The U.S. Department of Defense is deploying 1,500 active-duty troops to the Southwest border to help with “non-law enforcement duties” in anticipation of the migrant increase expected when Title 42 ends next week.

The troops will be deployed for 90 days to help with ground-based detection and monitoring, data entry and warehouse support, the U.S. Department of Homeland Security said in a statement Tuesday. The personnel will augment the 2,500 National Guard troops already deployed to the border to assist the DHS.

“DoD personnel have never, and will not, perform law enforcement activities or interact with migrants or other individuals in DHS custody. This support will free up DHS law enforcement personnel to perform their critical law enforcement missions,” the statement reads. 

It is unclear how many of those federal troops will be stationed in El Paso. The Department of Defense personnel are separate from the Texas National Guard troops sent here by Gov. Greg Abbott under his controversial initiative Operation Lone Star in December.

While the additional federal troops will be helpful, it does little to mitigate the current situation on the streets of El Paso that are already overwhelmed with migrants who have nowhere to go, one area nonprofit leader said. That the majority here today are undocumented and generally ineligible to stay in shelters that receive federal funding makes the situation more urgent, they added.

“We are in such a stage of desperation right now we don’t know what else we can do,” said John Martin, director of the El Paso Opportunity Center for the Homeless in South Central El Paso, where some 450 migrants have set up camp in an alleyway as the center is at capacity with 200 people inside. “We are not able to sustain any real level of help based on the number of people we have needing assistance.”

On Tuesday, more than 4,700 migrants were in U.S. Customs and Border Protection custody in the El Paso sector, according to the city’s migrant dashboard. The database also reported more than 1,000 daily migrant encounters in the sector, which includes El Paso and all of New Mexico; while about 7,000 daily encounters were reported across the southern border. 

The public health policy that allows the U.S. to immediately expel migrants without providing them an opportunity to request asylum, Title 42 was enacted during the COVID-19 pandemic in 2020. When the public health emergency ends at midnight May 11, so will Title 42. 

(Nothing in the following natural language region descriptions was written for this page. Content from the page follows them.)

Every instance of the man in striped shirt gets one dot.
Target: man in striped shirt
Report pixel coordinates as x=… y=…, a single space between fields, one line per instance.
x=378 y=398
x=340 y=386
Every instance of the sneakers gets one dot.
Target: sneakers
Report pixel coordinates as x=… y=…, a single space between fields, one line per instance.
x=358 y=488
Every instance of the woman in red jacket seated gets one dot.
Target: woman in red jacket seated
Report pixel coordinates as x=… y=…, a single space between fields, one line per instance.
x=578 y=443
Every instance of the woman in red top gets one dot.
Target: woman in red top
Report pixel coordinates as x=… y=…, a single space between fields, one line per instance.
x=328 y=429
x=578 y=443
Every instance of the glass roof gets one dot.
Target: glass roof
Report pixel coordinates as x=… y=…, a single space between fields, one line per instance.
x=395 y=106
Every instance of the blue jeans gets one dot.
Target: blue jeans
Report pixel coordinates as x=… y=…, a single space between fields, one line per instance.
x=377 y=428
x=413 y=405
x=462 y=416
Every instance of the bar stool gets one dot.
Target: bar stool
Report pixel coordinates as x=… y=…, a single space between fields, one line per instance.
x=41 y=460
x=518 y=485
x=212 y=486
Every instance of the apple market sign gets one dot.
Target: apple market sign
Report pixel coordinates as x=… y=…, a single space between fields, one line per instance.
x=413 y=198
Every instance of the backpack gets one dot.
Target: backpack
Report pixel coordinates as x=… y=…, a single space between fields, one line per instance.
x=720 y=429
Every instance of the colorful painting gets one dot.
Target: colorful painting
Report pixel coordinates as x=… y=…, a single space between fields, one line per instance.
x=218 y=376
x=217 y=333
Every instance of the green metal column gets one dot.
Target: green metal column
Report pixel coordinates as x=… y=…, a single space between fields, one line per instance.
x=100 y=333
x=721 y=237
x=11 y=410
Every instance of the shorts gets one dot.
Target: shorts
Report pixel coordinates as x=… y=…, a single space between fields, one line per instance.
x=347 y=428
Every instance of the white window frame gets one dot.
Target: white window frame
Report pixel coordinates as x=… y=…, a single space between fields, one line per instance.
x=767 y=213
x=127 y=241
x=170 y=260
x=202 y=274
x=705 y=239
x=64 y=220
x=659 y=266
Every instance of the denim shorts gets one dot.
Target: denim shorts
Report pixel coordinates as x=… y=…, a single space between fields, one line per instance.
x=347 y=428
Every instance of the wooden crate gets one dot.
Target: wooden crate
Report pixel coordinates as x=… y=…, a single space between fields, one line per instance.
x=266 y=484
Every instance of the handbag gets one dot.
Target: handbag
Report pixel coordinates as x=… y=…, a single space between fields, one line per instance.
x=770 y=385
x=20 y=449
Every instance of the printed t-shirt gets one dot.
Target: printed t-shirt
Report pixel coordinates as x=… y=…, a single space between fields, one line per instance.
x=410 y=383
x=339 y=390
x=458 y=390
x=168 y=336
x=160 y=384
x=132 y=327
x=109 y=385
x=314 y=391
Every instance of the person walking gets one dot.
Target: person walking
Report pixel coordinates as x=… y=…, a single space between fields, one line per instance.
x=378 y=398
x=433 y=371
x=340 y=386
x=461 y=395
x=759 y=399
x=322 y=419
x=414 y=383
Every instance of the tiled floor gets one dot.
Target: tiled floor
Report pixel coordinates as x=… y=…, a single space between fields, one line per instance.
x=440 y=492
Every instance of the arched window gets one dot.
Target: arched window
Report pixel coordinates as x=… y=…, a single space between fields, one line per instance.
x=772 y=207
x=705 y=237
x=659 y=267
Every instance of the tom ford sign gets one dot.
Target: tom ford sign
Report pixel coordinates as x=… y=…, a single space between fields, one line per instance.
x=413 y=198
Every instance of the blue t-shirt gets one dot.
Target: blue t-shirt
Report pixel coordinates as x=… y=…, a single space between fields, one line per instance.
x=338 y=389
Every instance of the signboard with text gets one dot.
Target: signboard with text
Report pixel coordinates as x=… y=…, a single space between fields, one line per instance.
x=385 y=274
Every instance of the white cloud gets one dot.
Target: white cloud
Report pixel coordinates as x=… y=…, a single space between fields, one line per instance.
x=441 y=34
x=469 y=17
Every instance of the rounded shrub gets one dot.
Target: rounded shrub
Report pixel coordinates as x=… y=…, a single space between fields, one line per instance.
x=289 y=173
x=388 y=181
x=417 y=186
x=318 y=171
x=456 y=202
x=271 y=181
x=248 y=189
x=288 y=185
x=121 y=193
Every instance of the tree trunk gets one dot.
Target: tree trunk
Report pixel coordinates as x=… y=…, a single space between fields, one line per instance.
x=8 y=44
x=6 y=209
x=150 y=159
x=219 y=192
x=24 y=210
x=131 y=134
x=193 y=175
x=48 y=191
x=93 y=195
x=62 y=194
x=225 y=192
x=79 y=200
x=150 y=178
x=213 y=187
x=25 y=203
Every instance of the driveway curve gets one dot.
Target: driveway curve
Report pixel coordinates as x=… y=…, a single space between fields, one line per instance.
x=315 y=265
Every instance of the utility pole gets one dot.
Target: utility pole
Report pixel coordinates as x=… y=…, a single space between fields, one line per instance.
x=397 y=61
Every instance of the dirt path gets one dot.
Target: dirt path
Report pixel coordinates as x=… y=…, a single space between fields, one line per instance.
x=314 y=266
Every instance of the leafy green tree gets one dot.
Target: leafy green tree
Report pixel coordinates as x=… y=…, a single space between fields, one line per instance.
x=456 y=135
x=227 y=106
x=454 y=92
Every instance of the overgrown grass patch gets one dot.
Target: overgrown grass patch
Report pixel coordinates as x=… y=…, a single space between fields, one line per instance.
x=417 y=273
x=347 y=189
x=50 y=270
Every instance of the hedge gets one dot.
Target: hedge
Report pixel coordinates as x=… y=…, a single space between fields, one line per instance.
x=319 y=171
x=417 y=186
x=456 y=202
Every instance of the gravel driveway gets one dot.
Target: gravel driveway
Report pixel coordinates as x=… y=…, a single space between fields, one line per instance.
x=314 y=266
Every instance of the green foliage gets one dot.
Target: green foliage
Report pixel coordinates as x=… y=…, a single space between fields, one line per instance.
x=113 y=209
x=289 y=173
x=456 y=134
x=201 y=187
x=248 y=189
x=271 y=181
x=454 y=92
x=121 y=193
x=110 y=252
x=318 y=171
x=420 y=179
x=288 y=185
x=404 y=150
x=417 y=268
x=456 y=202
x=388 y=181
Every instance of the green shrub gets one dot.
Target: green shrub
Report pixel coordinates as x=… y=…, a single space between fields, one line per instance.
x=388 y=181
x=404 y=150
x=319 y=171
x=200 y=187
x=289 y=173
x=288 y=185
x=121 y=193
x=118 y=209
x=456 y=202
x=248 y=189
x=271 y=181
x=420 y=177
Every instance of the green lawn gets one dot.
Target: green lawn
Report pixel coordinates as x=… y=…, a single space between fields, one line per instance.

That means that migrants from eight countries barred under Title 42 will be able to request asylum – including the thousands who have been waiting across the border in Juárez.

El Paso leaders said they appreciate the additional military troops assisting so that border enforcement agents can better manage the migrant influx – so long as their role doesn’t involve enforcing immigration laws.

“The assistance is welcomed,” city of El Paso spokeswoman Laura Cruz-Acosta said in an email. “It is our understanding that they are being deployed to assist CBP with operational support at this time.”

In a video call with reporters on Tuesday, U.S. Rep. Veronica Escobar, D-El Paso, said she was grateful for the help El Paso and other border cities were receiving through the Department of Defense.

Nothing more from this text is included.